According to a Zogby Analytics report shared by Hartford Business Journal, “58% of more than 400 business executives reported an increase in suspicious emails in the last year.” With this type of crime, it is safe to assume that those numbers are actually even less than the real figures. There will always be some organizations or individuals who do not want to answer honestly or who simply are not even aware that they have been targeted and remain blissfully ignorant. What is crystal clear is that all organizations need to be vigilant against the threat of email attacks.
Get to Know “Phishing”
Phishing is a form of social engineering, and in the context of information security, social engineering is defined as “the use of deception to manipulate individuals into divulging confidential or personal information“. A huge percentage of so-called “hacks” occur only due to the participation of the victim.
Many of the most high-profile “hacking” stories from the last few years were the result of users being tricked into giving their login information to people who then use it against them. The most common method is to send unsuspecting victims to fake websites which resemble their real counterpart. When the user enters their login credentials, payment details, or other information into a form on that page, they are handing it right to the bad guy.
Phishing works because people believe the messages they receive. According to security firm FireEye, people open just 3% of spam email, yet they open 70% of phishing emails. And 50% of people will click on the link; generally within just 1 hour from the time they receive the email. This underscores the sense of urgency people feel to act upon these messages because they can be very alarming and give you the sense you need to act before you get a chance to think about the legitimacy of the email.
The Zogby Analytics report mentioned that “37% of organizations say they received emails from an address claiming to be a senior manager or vendor seeking payments” and “47% of employees received those emails and responded by transferring company funds”.
What Can You Do?
Consider the ways that your organization scans and protects communications. There are many security services and methods out there which are improving all the time. Phishing is being taken extremely seriously and there are many solutions which can help to mitigate your organization’s risks. The big picture is that you need to have a plan in place to make it very difficult for an attacker to gain entry to your data even if they do successfully “phish” one of your employees.

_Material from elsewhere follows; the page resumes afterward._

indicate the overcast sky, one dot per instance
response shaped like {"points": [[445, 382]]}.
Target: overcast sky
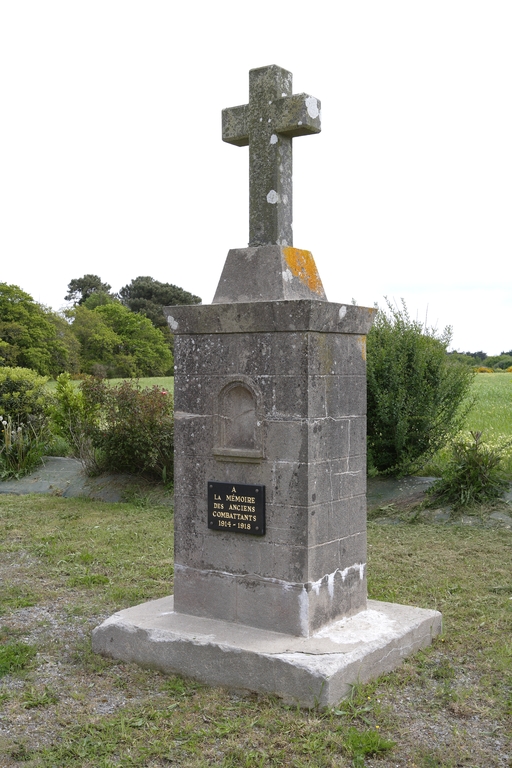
{"points": [[111, 159]]}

It seems obvious, however most organizations don’t help to prepare their front-line to defend the organization from this threat. Communicate your expectations to your workforce quarterly or monthly. Make cybersecurity a part of initial onboarding and ongoing workplace training. Cybersecurity really is an area where the weakest link in the chain can expose an entire organization, so it is critical that you take a holistic approach and make sure that everyone is well prepared and following best-practices.
We are living through a period where technological change happens very quickly. You can’t just buy a software package or a device, set it up, and be done. Your leadership team, management, and IT all need to follow current events and be agile to the issues of the day. As the technology shifts, adjust as necessary to protect the organization to the threats of the day. It is an unfortunate reality for now, and hopefully one that we will someday grow beyond.